Treatment Policy Learning in Multiobjective Settings with Fully Observed Outcomes
This work addresses the challenge of optimizing treatment decisions in healthcare when multiple competing objectives exist, though it appears incremental as it builds on existing policy learning methods.
The paper tackled the problem of learning individualized treatment policies in medical settings where all potential outcomes are known but not available in real-time, and multiple objectives like effectiveness and side effects must be balanced. It presented and compared three approaches, showing that all achieved strictly better performance than clinicians on all outcomes in a UTI dataset, with the direct approach offering additional benefits like flexible goal incorporation.

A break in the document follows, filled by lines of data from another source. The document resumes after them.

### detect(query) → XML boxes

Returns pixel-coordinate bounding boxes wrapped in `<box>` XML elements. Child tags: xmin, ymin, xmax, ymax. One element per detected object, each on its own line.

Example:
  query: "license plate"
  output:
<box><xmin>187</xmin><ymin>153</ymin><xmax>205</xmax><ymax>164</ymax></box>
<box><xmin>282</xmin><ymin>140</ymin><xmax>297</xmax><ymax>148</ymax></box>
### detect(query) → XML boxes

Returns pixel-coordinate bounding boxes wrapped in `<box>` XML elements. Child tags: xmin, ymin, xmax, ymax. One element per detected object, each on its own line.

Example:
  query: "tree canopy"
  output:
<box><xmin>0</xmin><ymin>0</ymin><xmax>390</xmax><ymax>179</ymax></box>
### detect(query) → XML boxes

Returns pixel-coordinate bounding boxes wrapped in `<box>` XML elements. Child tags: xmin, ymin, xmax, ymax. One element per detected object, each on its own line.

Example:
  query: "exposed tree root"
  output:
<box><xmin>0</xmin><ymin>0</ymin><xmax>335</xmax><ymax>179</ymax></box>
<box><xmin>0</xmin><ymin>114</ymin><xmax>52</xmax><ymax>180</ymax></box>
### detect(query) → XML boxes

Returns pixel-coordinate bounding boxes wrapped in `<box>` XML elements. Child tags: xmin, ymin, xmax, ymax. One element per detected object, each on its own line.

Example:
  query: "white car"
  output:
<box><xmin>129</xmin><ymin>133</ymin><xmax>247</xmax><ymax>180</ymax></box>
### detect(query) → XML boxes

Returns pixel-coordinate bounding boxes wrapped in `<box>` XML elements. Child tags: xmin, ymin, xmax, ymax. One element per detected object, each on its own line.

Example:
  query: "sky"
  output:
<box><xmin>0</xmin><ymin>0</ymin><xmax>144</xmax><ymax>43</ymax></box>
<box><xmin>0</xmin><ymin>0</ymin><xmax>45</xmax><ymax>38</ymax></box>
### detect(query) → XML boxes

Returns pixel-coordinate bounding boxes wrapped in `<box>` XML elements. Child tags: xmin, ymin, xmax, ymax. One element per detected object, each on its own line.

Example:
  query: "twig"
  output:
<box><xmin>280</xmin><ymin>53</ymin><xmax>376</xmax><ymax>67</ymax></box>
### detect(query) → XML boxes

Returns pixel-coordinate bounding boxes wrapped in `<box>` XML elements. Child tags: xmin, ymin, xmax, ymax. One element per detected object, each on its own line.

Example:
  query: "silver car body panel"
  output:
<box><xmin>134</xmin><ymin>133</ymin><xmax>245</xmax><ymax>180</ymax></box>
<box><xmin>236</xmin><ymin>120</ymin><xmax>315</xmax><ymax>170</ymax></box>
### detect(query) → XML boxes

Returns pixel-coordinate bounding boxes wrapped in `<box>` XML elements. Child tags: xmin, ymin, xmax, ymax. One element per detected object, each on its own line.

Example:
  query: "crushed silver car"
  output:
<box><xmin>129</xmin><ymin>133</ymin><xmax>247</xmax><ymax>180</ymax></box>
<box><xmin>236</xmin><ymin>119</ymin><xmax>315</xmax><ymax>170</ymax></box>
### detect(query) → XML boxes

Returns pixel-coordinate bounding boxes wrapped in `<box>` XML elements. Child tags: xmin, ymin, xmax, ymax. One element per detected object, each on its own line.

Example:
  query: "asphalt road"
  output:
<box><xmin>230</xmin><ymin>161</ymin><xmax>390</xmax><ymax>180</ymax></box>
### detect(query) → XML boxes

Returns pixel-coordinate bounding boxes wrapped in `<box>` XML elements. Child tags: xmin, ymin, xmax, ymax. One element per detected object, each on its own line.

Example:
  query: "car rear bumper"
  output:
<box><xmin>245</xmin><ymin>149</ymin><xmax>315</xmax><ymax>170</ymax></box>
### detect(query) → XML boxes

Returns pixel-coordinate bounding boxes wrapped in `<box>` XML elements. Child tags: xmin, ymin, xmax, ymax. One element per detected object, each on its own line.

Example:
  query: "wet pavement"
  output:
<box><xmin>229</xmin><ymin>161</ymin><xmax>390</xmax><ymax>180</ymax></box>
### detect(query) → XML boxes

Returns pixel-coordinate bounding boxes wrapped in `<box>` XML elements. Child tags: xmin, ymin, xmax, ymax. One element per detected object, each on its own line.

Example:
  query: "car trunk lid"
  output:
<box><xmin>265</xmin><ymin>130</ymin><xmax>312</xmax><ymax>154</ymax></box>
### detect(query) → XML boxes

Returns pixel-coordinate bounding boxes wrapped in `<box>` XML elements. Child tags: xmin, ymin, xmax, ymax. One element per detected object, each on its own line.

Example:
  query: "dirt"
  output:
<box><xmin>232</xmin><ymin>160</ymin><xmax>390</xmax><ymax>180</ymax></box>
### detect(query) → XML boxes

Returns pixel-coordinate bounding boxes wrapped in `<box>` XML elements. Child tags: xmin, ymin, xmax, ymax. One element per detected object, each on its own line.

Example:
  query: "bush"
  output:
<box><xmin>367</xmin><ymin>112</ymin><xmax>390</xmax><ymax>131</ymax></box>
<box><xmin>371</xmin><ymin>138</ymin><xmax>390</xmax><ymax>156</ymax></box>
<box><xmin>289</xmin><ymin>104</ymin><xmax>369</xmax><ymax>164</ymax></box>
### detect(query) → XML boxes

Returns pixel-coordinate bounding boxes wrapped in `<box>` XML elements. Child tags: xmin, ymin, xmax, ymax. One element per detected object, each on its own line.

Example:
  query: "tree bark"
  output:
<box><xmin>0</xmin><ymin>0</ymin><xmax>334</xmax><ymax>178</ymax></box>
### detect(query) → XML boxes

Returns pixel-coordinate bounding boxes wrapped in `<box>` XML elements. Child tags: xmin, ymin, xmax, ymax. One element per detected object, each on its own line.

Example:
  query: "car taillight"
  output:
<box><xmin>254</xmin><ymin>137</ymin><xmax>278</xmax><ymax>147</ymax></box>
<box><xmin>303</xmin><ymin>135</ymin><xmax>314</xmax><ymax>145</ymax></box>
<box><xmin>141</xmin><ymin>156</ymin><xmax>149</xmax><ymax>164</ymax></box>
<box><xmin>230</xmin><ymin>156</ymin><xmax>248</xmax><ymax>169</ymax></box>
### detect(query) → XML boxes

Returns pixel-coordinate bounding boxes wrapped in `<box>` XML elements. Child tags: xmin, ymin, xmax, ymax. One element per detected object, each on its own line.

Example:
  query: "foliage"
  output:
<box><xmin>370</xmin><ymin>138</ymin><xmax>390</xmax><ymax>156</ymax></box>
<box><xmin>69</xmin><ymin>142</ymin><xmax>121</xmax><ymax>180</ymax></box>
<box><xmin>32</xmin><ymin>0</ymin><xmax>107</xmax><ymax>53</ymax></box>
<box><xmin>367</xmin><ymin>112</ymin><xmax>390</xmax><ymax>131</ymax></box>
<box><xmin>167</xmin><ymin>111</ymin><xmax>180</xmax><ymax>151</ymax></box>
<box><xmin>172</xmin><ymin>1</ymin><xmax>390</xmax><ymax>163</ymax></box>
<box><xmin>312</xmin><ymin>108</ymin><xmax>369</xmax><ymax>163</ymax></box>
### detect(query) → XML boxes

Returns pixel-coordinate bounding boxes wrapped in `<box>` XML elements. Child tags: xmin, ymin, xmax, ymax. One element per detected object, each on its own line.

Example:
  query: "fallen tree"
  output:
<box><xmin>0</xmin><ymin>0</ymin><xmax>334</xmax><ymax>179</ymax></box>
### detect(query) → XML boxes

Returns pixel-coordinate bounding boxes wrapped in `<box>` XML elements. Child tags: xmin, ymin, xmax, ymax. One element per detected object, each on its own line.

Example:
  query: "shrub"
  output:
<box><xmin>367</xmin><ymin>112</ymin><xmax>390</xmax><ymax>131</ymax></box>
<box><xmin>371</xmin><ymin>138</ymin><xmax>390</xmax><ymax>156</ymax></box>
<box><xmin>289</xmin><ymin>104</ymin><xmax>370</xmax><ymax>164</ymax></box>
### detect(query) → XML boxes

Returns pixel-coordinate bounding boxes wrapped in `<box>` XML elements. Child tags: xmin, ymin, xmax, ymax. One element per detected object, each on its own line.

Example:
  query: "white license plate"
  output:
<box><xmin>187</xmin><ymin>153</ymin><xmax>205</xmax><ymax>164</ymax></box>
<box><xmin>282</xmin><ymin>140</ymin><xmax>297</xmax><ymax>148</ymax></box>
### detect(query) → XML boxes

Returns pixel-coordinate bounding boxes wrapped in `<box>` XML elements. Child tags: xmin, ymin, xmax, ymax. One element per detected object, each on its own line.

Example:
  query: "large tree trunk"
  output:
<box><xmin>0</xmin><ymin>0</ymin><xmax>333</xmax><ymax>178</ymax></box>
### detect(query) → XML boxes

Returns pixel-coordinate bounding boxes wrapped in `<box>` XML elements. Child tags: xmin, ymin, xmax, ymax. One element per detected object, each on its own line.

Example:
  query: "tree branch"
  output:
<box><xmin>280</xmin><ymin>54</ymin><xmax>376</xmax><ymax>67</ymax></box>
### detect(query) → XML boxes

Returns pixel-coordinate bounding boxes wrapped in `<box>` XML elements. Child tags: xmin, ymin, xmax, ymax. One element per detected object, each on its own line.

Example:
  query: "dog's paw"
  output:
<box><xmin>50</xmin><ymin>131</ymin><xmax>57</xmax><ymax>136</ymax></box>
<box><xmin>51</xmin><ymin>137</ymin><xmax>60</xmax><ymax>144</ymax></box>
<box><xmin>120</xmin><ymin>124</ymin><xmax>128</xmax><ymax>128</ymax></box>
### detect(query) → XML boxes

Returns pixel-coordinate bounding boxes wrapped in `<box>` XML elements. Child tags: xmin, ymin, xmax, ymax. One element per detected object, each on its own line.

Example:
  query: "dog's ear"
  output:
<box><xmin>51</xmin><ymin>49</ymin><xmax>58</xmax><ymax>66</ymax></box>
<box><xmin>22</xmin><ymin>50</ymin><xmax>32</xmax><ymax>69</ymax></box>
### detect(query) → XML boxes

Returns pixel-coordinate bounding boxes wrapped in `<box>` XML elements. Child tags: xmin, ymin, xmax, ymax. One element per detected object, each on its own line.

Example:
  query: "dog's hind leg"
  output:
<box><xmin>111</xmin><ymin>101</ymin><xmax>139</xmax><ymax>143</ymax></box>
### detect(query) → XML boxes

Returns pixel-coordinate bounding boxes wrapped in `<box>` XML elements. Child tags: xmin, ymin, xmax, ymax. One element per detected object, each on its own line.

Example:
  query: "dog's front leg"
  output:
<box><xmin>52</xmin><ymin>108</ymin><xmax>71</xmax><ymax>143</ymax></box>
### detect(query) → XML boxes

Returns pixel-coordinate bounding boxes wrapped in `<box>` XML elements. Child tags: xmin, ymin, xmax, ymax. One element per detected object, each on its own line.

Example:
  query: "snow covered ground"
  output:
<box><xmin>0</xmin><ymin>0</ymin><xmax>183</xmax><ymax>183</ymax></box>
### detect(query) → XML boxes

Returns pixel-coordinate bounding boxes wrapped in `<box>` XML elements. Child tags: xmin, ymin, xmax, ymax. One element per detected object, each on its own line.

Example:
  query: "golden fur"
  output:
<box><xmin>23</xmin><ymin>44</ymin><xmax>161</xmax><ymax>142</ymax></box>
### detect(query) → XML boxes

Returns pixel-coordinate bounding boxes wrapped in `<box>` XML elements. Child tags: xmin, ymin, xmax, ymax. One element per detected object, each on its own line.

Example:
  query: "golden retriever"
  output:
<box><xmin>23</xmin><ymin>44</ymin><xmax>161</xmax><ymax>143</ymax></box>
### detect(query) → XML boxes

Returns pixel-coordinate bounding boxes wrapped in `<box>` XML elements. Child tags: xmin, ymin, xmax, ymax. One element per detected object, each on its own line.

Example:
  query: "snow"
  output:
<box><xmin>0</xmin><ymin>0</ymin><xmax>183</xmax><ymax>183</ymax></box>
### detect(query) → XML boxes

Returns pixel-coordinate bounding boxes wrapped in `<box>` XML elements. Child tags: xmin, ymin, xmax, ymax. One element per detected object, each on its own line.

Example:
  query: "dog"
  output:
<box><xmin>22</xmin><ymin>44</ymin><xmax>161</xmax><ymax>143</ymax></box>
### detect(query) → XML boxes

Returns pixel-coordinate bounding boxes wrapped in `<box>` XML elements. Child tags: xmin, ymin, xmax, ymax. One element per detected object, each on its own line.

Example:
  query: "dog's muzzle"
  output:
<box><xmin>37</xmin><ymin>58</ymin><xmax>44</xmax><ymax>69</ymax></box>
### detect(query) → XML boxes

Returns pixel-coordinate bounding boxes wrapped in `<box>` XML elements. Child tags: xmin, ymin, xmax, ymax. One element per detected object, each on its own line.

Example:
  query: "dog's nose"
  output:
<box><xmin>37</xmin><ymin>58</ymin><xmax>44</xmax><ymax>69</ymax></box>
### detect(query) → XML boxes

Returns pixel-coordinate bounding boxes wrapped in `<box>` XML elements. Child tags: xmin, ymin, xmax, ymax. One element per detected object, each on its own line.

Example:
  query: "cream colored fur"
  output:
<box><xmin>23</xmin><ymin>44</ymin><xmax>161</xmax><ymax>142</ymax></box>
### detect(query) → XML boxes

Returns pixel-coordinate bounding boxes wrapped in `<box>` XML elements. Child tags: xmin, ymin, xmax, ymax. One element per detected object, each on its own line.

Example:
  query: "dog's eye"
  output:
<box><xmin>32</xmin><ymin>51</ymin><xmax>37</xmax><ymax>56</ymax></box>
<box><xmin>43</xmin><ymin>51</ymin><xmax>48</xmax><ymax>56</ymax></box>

In several medical decision-making problems, such as antibiotic prescription, laboratory testing can provide precise indications for how a patient will respond to different treatment options. This enables us to "fully observe" all potential treatment outcomes, but while present in historical data, these results are infeasible to produce in real-time at the point of the initial treatment decision. Moreover, treatment policies in these settings often need to trade off between multiple competing objectives, such as effectiveness of treatment and harmful side effects. We present, compare, and evaluate three approaches for learning individualized treatment policies in this setting: First, we consider two indirect approaches, which use predictive models of treatment response to construct policies optimal for different trade-offs between objectives. Second, we consider a direct approach that constructs such a set of policies without intermediate models of outcomes. Using a medical dataset of Urinary Tract Infection (UTI) patients, we show that all approaches learn policies that achieve strictly better performance on all outcomes than clinicians, while also trading off between different objectives. We demonstrate additional benefits of the direct approach, including flexibly incorporating other goals such as deferral to physicians on simple cases.